Damn, I certainly hope not.


For the record, I don't see what is going on in LA as "ethnic cleansing" so much as jockeying for position using the same anti-Black mindset as has historically plagued new arrivals to our American shores - this time around aided by the lethality of freely-available guns.  Jockeying done by entire generations who have learned both that in America, the bottom of the heap continues to be Black folks (Native Americans excepted; everyone continues to forget them) *and* that when one has no real prospects in life, power is most often wielded most effectively from the business end of a gun.


The same impetus that causes ignorant Black folks to target victims for crime based on assuming they are illegal immigrants, based solely on their visual Latino ethnicity. 


It seems to me that of all the aspects of long-delayed community unity now evidencing themselves in Newark, we need to encourage another dimension of unity from in this horrific crime that unites Blacks and Latinos -- in a good way -- through the common fact that no matter what the motives, it is our youth ("good kids" and "bad kids") whose lives are swirling down the drain.


Do we even have any common purpose, Blacks and Latinos in America? I always believed we did, even though I do not agree that the common purpose needs to be furthered through turning a blind eye to illegal immigration, which no serious researcher now disputes adversely impacts unskilled and low-skilled African-American workers no matter how much well-meaning white liberals insist differently without citing any evidence and by ascribing -- backhandedly -- to racist shibboleths regarding the inferior work habits of Black folks.  I think one could discuss the answer to that question "What is our common purpose" all day long, and have a million views emerge.  And we probably need to do just that.

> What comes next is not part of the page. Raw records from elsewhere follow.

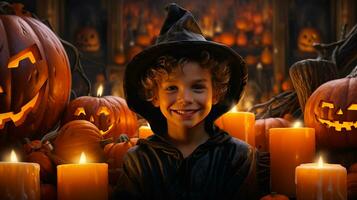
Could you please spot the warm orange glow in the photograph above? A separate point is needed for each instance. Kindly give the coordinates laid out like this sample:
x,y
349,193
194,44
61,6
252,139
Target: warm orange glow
x,y
328,105
19,117
234,109
100,90
31,53
13,157
352,107
297,124
105,132
103,110
83,158
321,162
79,110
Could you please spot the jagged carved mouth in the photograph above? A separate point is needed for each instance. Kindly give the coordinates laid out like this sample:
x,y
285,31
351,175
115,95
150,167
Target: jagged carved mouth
x,y
18,118
105,132
338,125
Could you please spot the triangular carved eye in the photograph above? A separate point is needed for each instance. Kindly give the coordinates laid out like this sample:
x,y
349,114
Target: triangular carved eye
x,y
326,104
32,53
103,110
352,107
79,111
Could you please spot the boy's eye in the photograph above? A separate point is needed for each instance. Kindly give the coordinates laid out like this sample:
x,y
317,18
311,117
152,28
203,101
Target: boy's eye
x,y
171,88
198,88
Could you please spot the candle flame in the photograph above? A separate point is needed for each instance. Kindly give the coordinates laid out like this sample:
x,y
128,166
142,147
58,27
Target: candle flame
x,y
100,90
83,158
297,124
321,162
13,157
234,109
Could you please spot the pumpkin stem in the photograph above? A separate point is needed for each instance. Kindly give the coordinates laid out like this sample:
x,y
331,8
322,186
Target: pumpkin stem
x,y
278,106
353,74
106,141
6,8
123,138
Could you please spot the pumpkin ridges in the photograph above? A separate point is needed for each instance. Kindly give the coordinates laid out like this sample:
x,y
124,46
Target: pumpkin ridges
x,y
76,137
341,93
58,95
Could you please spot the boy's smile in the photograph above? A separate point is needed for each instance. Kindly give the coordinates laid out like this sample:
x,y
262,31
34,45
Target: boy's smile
x,y
185,96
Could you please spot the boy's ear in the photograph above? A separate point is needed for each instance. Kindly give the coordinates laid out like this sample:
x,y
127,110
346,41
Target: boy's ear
x,y
214,100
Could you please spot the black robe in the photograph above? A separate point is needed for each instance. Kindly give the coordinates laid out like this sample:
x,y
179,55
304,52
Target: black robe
x,y
221,168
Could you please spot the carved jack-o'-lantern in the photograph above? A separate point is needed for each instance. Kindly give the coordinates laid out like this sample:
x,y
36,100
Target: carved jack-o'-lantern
x,y
87,39
35,78
308,36
332,111
109,113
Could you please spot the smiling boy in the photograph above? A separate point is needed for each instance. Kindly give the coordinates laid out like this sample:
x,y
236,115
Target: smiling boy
x,y
181,85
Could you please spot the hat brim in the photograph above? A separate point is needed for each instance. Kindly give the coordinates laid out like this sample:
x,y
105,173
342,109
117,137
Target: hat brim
x,y
148,57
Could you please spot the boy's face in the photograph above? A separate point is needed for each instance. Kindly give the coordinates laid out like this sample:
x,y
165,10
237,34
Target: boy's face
x,y
185,98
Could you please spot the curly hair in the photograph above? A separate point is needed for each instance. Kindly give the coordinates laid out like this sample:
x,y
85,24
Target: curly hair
x,y
167,64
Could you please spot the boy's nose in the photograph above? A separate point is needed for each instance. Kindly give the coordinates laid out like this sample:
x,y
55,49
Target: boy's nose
x,y
185,97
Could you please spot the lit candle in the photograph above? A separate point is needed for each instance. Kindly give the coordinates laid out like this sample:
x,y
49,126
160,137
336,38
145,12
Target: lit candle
x,y
87,181
321,181
289,147
239,125
19,180
145,131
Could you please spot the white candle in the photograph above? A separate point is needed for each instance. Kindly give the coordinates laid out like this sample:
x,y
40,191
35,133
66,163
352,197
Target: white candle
x,y
83,181
19,180
321,181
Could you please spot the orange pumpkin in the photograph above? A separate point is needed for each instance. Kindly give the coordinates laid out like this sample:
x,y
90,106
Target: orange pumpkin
x,y
87,39
266,56
133,51
228,38
109,113
307,36
267,38
332,111
262,127
115,152
35,78
274,196
242,39
76,137
120,58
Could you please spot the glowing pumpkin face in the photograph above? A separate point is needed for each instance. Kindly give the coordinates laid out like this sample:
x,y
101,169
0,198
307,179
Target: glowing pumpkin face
x,y
308,36
35,78
332,111
109,113
87,39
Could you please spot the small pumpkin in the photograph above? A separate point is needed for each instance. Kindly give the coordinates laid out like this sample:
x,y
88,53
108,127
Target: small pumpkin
x,y
332,111
274,196
109,113
115,152
76,137
242,39
266,56
228,38
307,36
87,39
262,127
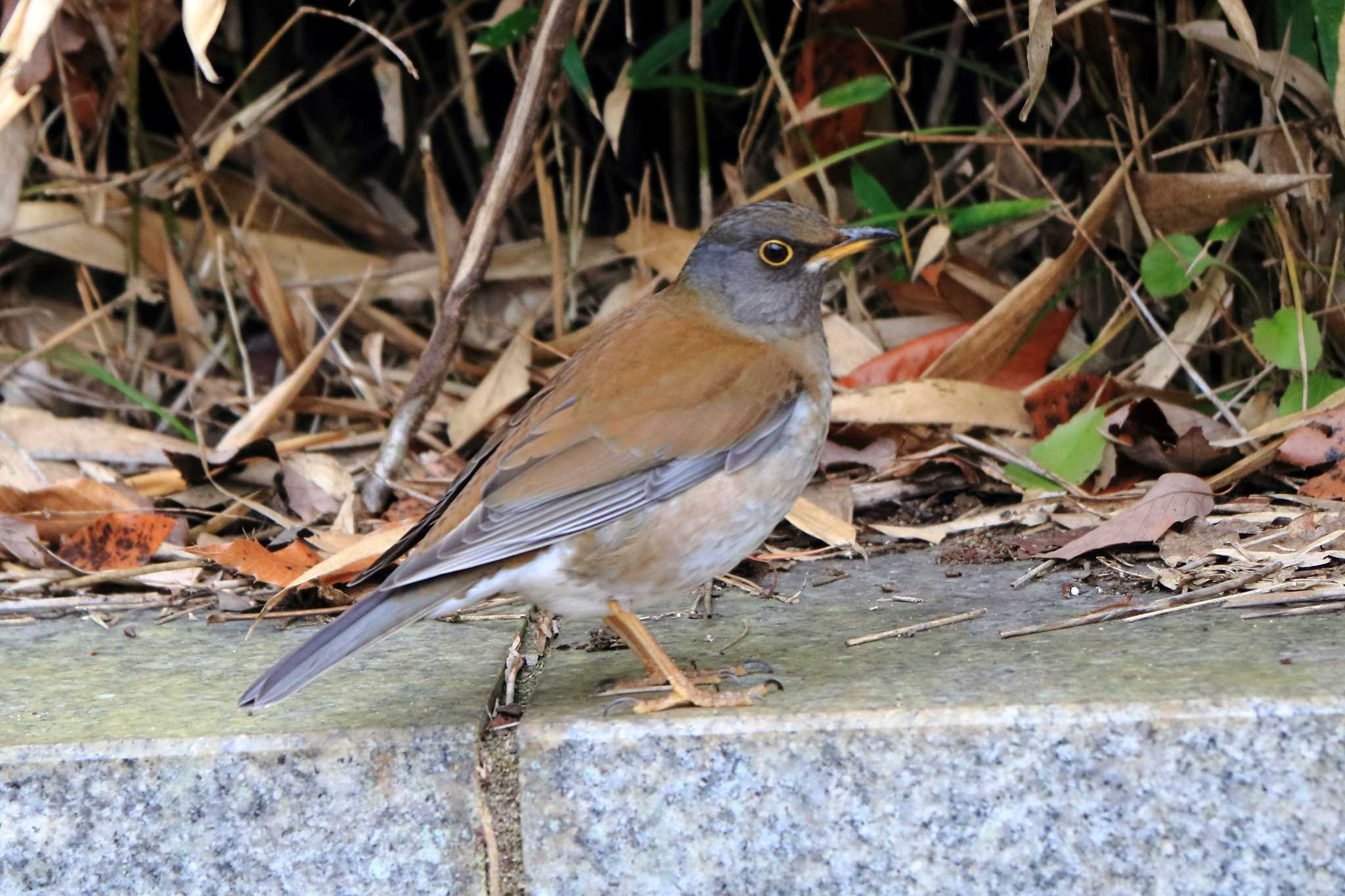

But it seems to me that one common purpose is self-evident and is a true basis for unity no matter what else is going on with economic competition.  All competition for jobs and power and status in America aside, and there's lots of it right now, Blacks and Latinos still both clearly have the common purpose of seeing our not-white children grow up, thrive and survive in a racist society.


I hope everyone can agree that our youth killing each other is not exactly the way we're going to get there.